Prediction of metabolic drug clearance in humans: In vitro–in vivo extrapolation vs allometric scaling

Previously in vitro–in vivo extrapolation (IVIVE) with the Simcyp Clearance and Interaction Simulator® has been used to predict the clearance of 15 clinically used drugs in humans. The criteria for the selection of the drugs were that they are used as probes for the activity of specific cytochromes P450 (CYPs) or have a single CYP isoform as the major or sole contributor to their metabolism and that they do not exhibit non-linear kinetics in vivo. Where data were available for the clearance of the drugs in at least three animal species, the predictions from IVIVE have now been compared with those based on allometric scaling (AS). Adequate data were available for estimating oral clearance (CL_p.o.) in 9 cases (alprazolam, sildenafil, caffeine, clozapine, cyclosporine, dextromethorphan, midazolam, omeprazole and tolbutamide) and intravenous clearance in 6 cases (CL_i.v.) (cyclosporine, diclofenac, midazolam, omeprazole, theophylline and tolterodine).
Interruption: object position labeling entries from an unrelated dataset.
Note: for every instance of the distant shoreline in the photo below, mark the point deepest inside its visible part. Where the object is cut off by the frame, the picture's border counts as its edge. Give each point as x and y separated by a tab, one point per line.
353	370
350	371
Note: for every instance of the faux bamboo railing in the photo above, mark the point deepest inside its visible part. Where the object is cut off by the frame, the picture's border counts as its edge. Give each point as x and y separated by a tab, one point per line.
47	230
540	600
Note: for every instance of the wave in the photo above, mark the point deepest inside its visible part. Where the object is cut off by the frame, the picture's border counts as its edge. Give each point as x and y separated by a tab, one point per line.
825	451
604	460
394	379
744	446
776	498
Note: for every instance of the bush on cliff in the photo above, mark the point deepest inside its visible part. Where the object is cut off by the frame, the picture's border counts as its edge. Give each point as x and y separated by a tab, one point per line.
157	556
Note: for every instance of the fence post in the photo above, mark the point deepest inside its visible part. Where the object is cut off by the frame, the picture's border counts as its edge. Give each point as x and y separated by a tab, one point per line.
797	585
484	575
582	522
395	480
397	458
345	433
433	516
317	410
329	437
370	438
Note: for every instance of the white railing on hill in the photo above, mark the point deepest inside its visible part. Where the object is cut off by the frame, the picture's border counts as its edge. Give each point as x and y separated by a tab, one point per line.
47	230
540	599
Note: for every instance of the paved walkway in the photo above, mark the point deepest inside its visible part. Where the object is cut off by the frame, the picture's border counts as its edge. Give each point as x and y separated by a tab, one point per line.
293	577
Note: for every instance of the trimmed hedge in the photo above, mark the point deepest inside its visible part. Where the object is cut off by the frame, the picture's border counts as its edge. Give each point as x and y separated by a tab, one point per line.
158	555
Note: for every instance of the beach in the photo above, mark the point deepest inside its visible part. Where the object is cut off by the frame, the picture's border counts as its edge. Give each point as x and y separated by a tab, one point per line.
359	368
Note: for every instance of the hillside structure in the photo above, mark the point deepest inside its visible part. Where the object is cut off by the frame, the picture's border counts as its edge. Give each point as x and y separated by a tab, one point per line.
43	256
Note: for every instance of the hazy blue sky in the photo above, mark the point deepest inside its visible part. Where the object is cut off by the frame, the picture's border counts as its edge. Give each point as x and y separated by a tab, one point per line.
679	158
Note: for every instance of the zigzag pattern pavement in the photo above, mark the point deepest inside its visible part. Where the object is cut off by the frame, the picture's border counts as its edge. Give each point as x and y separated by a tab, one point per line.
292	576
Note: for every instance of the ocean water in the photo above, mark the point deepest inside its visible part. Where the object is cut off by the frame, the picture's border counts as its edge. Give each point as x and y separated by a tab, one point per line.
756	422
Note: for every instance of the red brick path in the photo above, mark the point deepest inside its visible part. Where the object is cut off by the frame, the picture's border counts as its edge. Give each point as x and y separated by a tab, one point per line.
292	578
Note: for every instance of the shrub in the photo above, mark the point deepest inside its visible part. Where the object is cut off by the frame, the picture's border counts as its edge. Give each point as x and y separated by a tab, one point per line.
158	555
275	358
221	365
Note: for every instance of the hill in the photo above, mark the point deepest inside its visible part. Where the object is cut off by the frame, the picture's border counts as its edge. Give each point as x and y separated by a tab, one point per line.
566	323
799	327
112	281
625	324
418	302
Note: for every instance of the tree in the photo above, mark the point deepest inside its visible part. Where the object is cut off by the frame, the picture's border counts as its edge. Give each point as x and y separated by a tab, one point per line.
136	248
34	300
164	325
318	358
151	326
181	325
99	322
AS predictions were based on five different methods: (1) simple allometry (clearance versus body weight); (2) correction for maximum life-span potential (CL?×?MLP); (3) correction for brain weight (CL?×?BrW); (4) the use of body surface area; and (5) the rule of exponents. A prediction accuracy was indicated by mean-fold error and the Pearson product moment correlation coefficient. Predictions were considered successful if the mean-fold error was ≤2. IVIVE predictions were accurate in 14 of 15 cases (mean-fold error range: 1.02–4.00). All five AS methods were accurate in 13, 11, 10, 10 and 14 cases, respectively. However, in some cases the error of AS exceeded fivefold. On the basis of the current results, IVIVE is more reliable than AS in predicting human clearance values for drugs mainly metabolized by CYP450 enzymes. This suggests that the place of AS methods in pre-clinical drug development warrants further scrutiny.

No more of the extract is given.